Esta acción de comando respondía al "terrible delito" cometido por el director de Human Rights Watch consistente en la presentación en rueda de prensa en aquella capital del libro titulado Una década de Chávez: Intolerancia política y oportunidades perdidas para el progreso de los derechos humanos en Venezuela.
Doy por supuesto que en un país democrático, la libertad de pensamiento y de expresión son valores fundamentales que garantizan la solvencia de ese sistema, para alejarlo del autoritarismo y hacer que prevalezca el Estado de derecho. Cuando esos valores se pierden, en el horizonte de ese país aparecen nubarrones que ensombrecen cualquier posibilidad de credibilidad del mismo y se comienza a intuir un panorama de represión ideológica muy peligroso.
Parece claro que la acción del director de Human Rights Watch no era merecedora de la arbitraria respuesta dada por las autoridades venezolanas, que antes de actuar así deberían haber combatido, si les interesaba, con explicaciones y argumentos las afirmaciones-acusaciones que en aquel texto se contenían. La bravuconada de la expulsión, ejemplo de debilidad interna, no conduce más que a la demostración de que la razón de la fuerza se ha impuesto por encima de la fuerza de la razón, y a privar de credibilidad a cualquier respuesta posterior.
Es asimismo llamativo que a esta postura, antes que criticarla, se hayan sumado ciertos elementos del mundo político chileno (nacionalidad del señor Vivanco) y de Cuba. Asumo que en este último país las posturas sean casi miméticas a las del Gobierno venezolano, pero lo de Chile sí que me llama la atención porque con ello se demuestra la principal conclusión de libro: la intolerancia de los Gobiernos ante las críticas recibidas en materia de derechos humanos.

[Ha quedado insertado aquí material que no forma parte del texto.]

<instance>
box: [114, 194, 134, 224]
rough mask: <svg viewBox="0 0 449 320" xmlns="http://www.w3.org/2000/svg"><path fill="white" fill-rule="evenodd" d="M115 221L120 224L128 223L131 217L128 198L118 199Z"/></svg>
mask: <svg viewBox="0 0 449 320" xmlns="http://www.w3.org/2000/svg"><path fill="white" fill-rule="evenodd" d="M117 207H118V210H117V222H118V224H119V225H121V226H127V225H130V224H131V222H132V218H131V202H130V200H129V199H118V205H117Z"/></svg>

Con ello, y recuperando los momentos más oscuros de épocas que creía superadas en Latinoamérica, se opta por "matar" al mensajero que denuncia una situación de flagrante violación y desconocimiento de los derechos humanos de miles de ciudadanos, en vez de poner los medios para remediarla, o denunciar la omisión, como el autor hace.
Cuando, en este campo, se aboga porque alguien o algunos no se ocupen por los asuntos internos de un país, me vienen a la memoria todos los argumentos que durante décadas se han empleado para justificar la impunidad frente a violaciones permanentes y masivas de derechos humanos. Con ello se olvida que en la defensa de aquéllos -y en breves fechas se celebrará el 60 aniversario de su proclamación- la obligación de denuncia y persecución de los violadores es universal. Por ende, no podemos permanecer silentes antes estos hechos, más propios de quien actúa con miedo y con la amenaza del poder que ostenta, que de quien tiene y defiende la razón.
De José Miguel Vivanco sólo puedo decir que lo conozco desde hace ya muchos años, desde el proceso contra la dictadura de Pinochet. Lo he visto actuar con la misma firmeza y coraje frente al Gobierno del presidente Álvaro Uribe en Colombia como frente a la Administración Bush por Guantánamo.
Por ello, no me sorprende que él le aplique el mismo rasero al Gobierno de Venezuela que a cualquier otro Gobierno. Puedo decir con total convicción que las acciones de José Miguel Vivanco son coherentes con su compromiso democrático con la causa universal por los derechos humanos y con la rectitud jurídica y moral que lo han caracterizado por igual frente a Gobiernos de izquierda como de derecha.
(El País. Baltasar Garzón es magistrado de la Audiencia Nacional de España, famoso por su orden de captura contra el expresidente chileno Pinochet.)